In An Unseen Light: Black Struggles for Freedom in Memphis, Tennessee, eminent and rising scholars present a multidisciplinary examination of African American activism in Memphis from the dawn of emancipation to the twenty-first century. Together, they investigate episodes such as the 1940 “Reign of Terror” when black Memphians experienced a prolonged campaign of harassment, mass arrests, and violence at the hands of police.
They also examine topics including the relationship between the labor and civil rights movements, the fight for economic advancement in black communities, and the impact of music on the city’s culture. Covering subjects as diverse as politics, sports, music, activism, and religion, An Unseen Light illuminates Memphis’s place in the long history of the struggle for African American freedom and human dignity.
“From the aftermath of the post–Civil War race massacre to continuous violence, murder, and bitter confrontations into the twenty-first century, contributors illuminate An Unseen Light on those black Memphians forging lives, nonetheless.

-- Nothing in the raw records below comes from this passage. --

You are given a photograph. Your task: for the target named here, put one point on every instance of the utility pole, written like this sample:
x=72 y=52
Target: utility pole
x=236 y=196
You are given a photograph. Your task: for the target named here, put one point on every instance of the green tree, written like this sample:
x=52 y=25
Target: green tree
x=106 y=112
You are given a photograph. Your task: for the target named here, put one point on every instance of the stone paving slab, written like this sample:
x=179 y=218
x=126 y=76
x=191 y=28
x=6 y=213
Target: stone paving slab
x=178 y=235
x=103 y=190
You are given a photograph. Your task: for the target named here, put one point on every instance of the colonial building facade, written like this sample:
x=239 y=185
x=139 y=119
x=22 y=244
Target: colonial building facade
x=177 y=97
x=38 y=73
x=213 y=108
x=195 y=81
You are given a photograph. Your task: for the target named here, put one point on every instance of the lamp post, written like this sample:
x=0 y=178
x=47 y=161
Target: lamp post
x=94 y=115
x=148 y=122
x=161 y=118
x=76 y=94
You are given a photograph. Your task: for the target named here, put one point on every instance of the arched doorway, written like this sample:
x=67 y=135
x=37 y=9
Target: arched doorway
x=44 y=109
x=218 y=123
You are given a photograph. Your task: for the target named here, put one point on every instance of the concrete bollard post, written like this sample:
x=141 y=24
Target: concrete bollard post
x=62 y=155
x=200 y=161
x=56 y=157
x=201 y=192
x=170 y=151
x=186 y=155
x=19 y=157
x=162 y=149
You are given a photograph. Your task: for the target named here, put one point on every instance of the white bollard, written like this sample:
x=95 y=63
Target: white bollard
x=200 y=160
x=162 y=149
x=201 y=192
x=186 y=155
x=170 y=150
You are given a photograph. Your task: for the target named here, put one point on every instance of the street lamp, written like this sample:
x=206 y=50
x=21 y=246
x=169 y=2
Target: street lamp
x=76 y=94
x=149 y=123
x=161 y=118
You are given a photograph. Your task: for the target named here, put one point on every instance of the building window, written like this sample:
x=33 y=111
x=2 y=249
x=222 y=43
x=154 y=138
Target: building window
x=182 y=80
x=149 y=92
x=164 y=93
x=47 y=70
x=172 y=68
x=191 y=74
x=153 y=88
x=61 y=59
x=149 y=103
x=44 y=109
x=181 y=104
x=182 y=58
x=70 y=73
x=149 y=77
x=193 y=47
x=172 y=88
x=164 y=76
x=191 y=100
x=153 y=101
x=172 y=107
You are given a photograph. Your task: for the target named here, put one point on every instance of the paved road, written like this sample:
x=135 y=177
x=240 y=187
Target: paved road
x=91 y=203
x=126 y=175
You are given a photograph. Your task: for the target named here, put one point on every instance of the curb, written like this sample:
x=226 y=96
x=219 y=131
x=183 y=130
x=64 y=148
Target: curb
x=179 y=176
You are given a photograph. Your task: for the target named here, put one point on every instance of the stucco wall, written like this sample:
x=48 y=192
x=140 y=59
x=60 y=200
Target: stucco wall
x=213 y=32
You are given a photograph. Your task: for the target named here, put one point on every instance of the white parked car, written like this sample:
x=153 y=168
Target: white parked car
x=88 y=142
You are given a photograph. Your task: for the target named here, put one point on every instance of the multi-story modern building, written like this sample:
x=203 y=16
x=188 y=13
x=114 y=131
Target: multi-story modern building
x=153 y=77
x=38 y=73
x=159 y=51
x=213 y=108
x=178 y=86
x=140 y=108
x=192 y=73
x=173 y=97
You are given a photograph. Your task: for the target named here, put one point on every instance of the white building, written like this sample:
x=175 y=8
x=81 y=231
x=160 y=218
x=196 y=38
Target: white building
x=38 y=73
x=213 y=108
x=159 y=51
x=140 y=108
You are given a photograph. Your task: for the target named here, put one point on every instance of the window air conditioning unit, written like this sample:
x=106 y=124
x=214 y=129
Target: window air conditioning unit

Scholars intellectually and personally invested in the city bring an unequivocal depth of understanding about place and belonging that textures the pages with life, adding more layers to underscore how black lives have mattered in the historical grassroots building of the nation. This is thoughtful and beautiful work.” —Françoise N. Hamlin, author of Crossroads at Clarksdale: The Black Freedom Struggle in the Mississippi Delta after World War II
Aram Goudsouzian is Bizot Family Professor of History at the University of Memphis. His books include Sidney Poitier: Man, Actor, Icon, King of the Court: Bill Russell and the Basketball Revolution, and Down to the Crossroads: Civil Rights, Black Power, and the Meredith March Against Fear.
Charles W. McKinney Jr. is the Neville Frierson Bryan Chair of Africana Studies and associate professor of history at Rhodes College. A scholar of the Black Freedom Struggle, he is the author of Greater Freedom: The Evolution of the Civil Rights Struggle in Wilson, North Carolina.